The presence of God

In 1 Chronicles 13-16 we find a story of King David returning the Ark of the Covenant to the city of David where he had pitched a tent for it. It is an interesting story that raises some questions particularly surrounding the death of Uzza who reached out to steady the ark when it looked like it might topple off of the cart being used to transport it. After this David left the ark at the home of Obed-edom and it took awhile for him to get up the courage to make another attempt and finish the journey. We read that God blessed the house of Obed-edom and understand this was because the ark was at his house.

So what is the Ark of the Covenant? Essentially it was a box that was fashioned according to the design God gave Moses when he was on the mountain where he also received the Ten Commandments. Along with the Ten Commandments there were instructions for sacrifice and for building a tabernacle that would house the Ark of the Covenant. God’s presence would reside with the Ark of the Covenant. This was why David sought to bring it to his own home city. He wanted the presence of God and subsequently the blessing of God to be with him.

The ark was housed in the Holy of Holies, a separate area of the tabernacle that could only be accessed by the high priest once a year. Yet here we see the ark, unsheltered, in the midst of the people. This was because during time of war the ark had been captured by the enemy, who thought it was the ark that was giving the nation of Israel success in battle.

When Uzza died trying to steady the ark David was angry with God. Picture all of Israel, worshipping, “rejoicing before God with all their might, with song and lyres and harps and tambourines and cymbals and trumpets,” and suddenly one of the men driving the cart on which the Ark of the Covenant rested was struck dead. David, understandably, could not conceive why God would cause such a thing to happen. There is no question that he blamed God.
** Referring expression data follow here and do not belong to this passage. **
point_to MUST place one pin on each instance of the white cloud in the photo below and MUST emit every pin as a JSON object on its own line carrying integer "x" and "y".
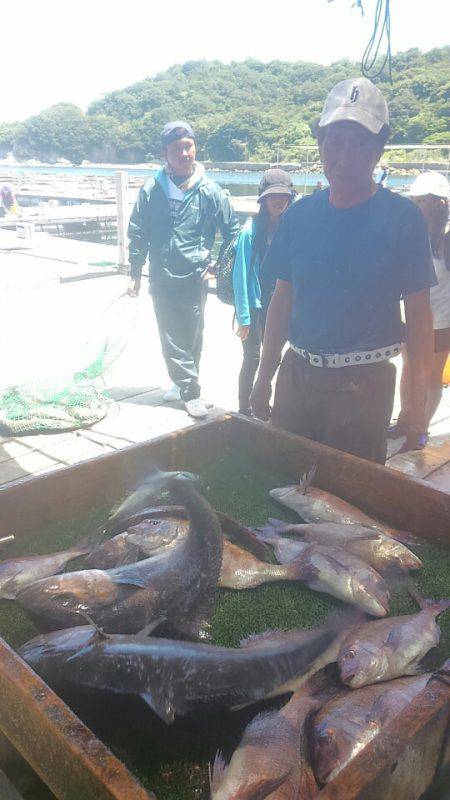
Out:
{"x": 60, "y": 50}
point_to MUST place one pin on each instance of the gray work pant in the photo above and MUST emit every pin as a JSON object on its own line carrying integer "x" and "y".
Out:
{"x": 179, "y": 309}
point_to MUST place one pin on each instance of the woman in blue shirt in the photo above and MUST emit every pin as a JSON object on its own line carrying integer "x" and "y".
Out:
{"x": 252, "y": 292}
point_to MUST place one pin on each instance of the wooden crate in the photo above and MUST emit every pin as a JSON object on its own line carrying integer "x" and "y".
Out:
{"x": 398, "y": 765}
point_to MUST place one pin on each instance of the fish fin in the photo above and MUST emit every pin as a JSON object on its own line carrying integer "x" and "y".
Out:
{"x": 133, "y": 581}
{"x": 262, "y": 787}
{"x": 307, "y": 479}
{"x": 217, "y": 773}
{"x": 160, "y": 705}
{"x": 148, "y": 629}
{"x": 275, "y": 637}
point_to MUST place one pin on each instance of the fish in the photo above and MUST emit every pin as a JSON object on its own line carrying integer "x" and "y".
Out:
{"x": 139, "y": 540}
{"x": 272, "y": 758}
{"x": 346, "y": 724}
{"x": 381, "y": 650}
{"x": 234, "y": 530}
{"x": 380, "y": 551}
{"x": 173, "y": 676}
{"x": 316, "y": 505}
{"x": 334, "y": 571}
{"x": 17, "y": 573}
{"x": 176, "y": 586}
{"x": 241, "y": 570}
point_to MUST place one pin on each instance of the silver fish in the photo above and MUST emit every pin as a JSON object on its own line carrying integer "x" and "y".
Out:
{"x": 17, "y": 573}
{"x": 316, "y": 505}
{"x": 346, "y": 725}
{"x": 272, "y": 757}
{"x": 380, "y": 551}
{"x": 240, "y": 569}
{"x": 172, "y": 677}
{"x": 176, "y": 585}
{"x": 335, "y": 571}
{"x": 384, "y": 649}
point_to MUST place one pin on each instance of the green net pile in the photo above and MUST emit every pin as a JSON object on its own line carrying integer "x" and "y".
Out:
{"x": 71, "y": 401}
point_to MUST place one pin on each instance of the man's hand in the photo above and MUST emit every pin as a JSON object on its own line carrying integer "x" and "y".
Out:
{"x": 242, "y": 332}
{"x": 260, "y": 399}
{"x": 134, "y": 287}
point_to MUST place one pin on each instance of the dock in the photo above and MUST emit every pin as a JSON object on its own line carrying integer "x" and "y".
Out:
{"x": 54, "y": 290}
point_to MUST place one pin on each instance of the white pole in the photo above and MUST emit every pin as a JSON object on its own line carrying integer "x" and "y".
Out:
{"x": 122, "y": 217}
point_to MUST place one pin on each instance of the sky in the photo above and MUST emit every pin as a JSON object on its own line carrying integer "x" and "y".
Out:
{"x": 62, "y": 50}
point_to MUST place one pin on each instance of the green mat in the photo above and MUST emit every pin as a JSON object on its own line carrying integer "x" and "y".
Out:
{"x": 174, "y": 762}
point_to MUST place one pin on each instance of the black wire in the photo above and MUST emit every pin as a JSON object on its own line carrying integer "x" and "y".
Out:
{"x": 371, "y": 66}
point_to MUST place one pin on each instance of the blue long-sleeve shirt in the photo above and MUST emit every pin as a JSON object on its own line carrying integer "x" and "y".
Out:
{"x": 246, "y": 283}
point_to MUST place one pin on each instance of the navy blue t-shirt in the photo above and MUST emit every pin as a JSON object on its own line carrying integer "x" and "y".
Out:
{"x": 349, "y": 268}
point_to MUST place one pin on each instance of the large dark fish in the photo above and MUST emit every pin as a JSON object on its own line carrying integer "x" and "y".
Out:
{"x": 176, "y": 586}
{"x": 171, "y": 676}
{"x": 388, "y": 648}
{"x": 316, "y": 505}
{"x": 138, "y": 542}
{"x": 240, "y": 569}
{"x": 234, "y": 530}
{"x": 335, "y": 571}
{"x": 380, "y": 551}
{"x": 272, "y": 758}
{"x": 17, "y": 573}
{"x": 349, "y": 722}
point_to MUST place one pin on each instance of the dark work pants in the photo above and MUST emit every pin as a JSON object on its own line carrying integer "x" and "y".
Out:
{"x": 347, "y": 408}
{"x": 252, "y": 353}
{"x": 179, "y": 310}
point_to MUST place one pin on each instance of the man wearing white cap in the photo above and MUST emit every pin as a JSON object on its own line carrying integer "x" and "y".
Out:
{"x": 431, "y": 192}
{"x": 343, "y": 259}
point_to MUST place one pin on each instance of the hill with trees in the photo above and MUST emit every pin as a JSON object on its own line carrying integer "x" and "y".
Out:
{"x": 240, "y": 111}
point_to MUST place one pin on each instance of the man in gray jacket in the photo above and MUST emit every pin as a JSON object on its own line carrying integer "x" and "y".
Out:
{"x": 174, "y": 222}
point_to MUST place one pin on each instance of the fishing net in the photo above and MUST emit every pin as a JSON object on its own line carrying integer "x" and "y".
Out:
{"x": 71, "y": 401}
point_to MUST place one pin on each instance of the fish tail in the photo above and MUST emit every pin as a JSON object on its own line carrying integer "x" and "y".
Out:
{"x": 217, "y": 772}
{"x": 307, "y": 478}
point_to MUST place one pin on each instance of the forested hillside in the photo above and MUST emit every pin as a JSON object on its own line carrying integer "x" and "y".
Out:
{"x": 241, "y": 111}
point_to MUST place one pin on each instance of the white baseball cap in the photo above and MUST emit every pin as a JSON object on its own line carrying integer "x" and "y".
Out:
{"x": 358, "y": 100}
{"x": 430, "y": 183}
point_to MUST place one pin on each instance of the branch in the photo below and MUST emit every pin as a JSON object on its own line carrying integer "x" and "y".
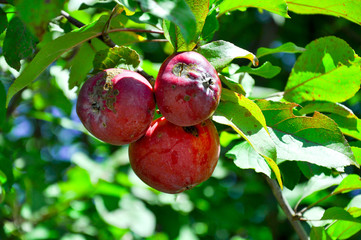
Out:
{"x": 292, "y": 218}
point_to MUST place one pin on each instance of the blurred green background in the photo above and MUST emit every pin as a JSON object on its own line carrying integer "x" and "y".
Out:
{"x": 58, "y": 182}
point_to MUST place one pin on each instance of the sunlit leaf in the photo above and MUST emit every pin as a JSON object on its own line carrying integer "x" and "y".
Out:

What impresses me about this story is David’s love for the presence of God. He expected God would be pleased that he was restoring the ark to its proper place, but evidently not even David fully understood the ways of God. It turned out that the instructions for transporting the ark had been disregarded. The ark was later carried by the Levites, on their shoulders with poles, as Moses had commanded them and safely reached Jerusalem.

In the New Testament we read that when Jesus died on the cross the curtain in the temple that separated the Ark of the Covenant from the area where the common people gathered, was torn from top to bottom. To the Jews this was a miracle that symbolized that Jesus opened the way for everyone, not only the priests to have access to the presence of God.

We can read of David’s love for God’s presence in the many Psalms that he wrote. David understood this New Testament truth of the accessibility of God. The death of Uzza merely showed that we must not consider God as common. We cannot presume that he will put his stamp of approval on all we do, even if we are worshipping him with all our heart. He has a pattern, a plan. We must seek it and heed it.